It’s March! That means longer days, less white, more green, and brackets galore. Selection Sunday announced the 68 teams heading to this year’s NCAA men’s basketball tournament. Bracket-mania has begun!

Diehard fans and causal observers alike are rushing to fill out a tournament bracket to see if they can predict the winner of the coveted championship. Each year more than 70 million brackets are filled out.

If you have never heard of Selection Sunday, March Madness, or a bracket, you might be my co-author. But I can’t really point fingers. The only reason I am a March Madness fan is because I went to school in North Carolina. It is difficult not to be when you are surrounded by NCAA tournament schools and EVERYONE is completely consumed by it.

Basketball, like most other sports, has clear winners and losers. And a one-and-done tournament shakes that out pretty quickly.

North American wildlife management plans recently had a tournament. And you’re not going to believe who won!

Ok, so it wasn’t really a tournament and there was no prize…except maybe for bragging rights.

Here in North America we use what has been coined the North American Model of Wildlife Conservation. A key part of the model is that policy is implemented by using science.

But does it? Enter March wildlife management plan madness. A group of Canadian and American researchers created a bracket and let the chips fall where they may. Their results were just published in the journal Science Advances.

The authors identified four criteria that should comprise scientific wildlife management and be incorporated into management plans:

  1. Measurable objectives
  2. Evidence (collect quantitative information)
  3. Transparency (explain how data are analyzed and make the information available to the public)
  4. Review (subject management plans to independent review)

There were 62 provincial, territorial, and state wildlife agencies interviewed about their management plans for 27 species (or species groups, e.g., upland birds). Over 660 different species management plans made up this bracket!

Guess who claimed the continental title for first place deer management plan? That’s right – the Pennsylvania Game Commission.

There was actually a 4-way tie among the Game Commission’s deer plan and Montana’s bighorn sheep, Washington’s Mountain goat and bighorn sheep, and Wisconsin’s deer management plans.

The authors noted that Pennsylvania met their criteria for having measurable objectives, quantitative evidence, and transparency.
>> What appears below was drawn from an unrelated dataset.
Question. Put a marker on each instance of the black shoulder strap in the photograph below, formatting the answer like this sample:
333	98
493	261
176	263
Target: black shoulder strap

Pennsylvania might not have had to share the title if the Game Commission had been credited with subjecting their deer management plan to independent review.

We are not going to cry foul or blame the refs for a questionable call, but we would like to point out that the foundational methods used by the Game Commission’s deer management plan have been evaluated and published in the peer-reviewed scientific literature. Just saying.

Working together, the Game Commission, Penn State University, and the U.S. Geological Survey have published these peer-reviewed methods:

  1. How harvests are estimated (Rosenberry et al. 2004)
  2. Sampling for chronic wasting disease (Diefenbach et al. 2004)
  3. How deer productivity is monitored (Rosenberry et al. 2011)
  4. How public input is incorporated into the Deer Management Plan (Fleegle et al. 2013)
  5. How populations are estimated (Norton et al. 2013)
  6. How well antler point restrictions work (Wallingford et al. 2017)

March Madness may just be heating up the courts but Pennsylvania’s Deer Management Plan has been grinding it out for a decade. And we can’t say this recognition isn’t satisfying.

-Duane Diefenbach
and
Jeannine Fleegle

(Unfortunately, Penn State did not get an invitation to the Big Dance,
but the NC State Wolfpack did!  
Go Pack!!! – JTF)

On March 19, 2018, this post was updated to clarify the rating was attributed to the Game Commission’s deer management plan, not the program.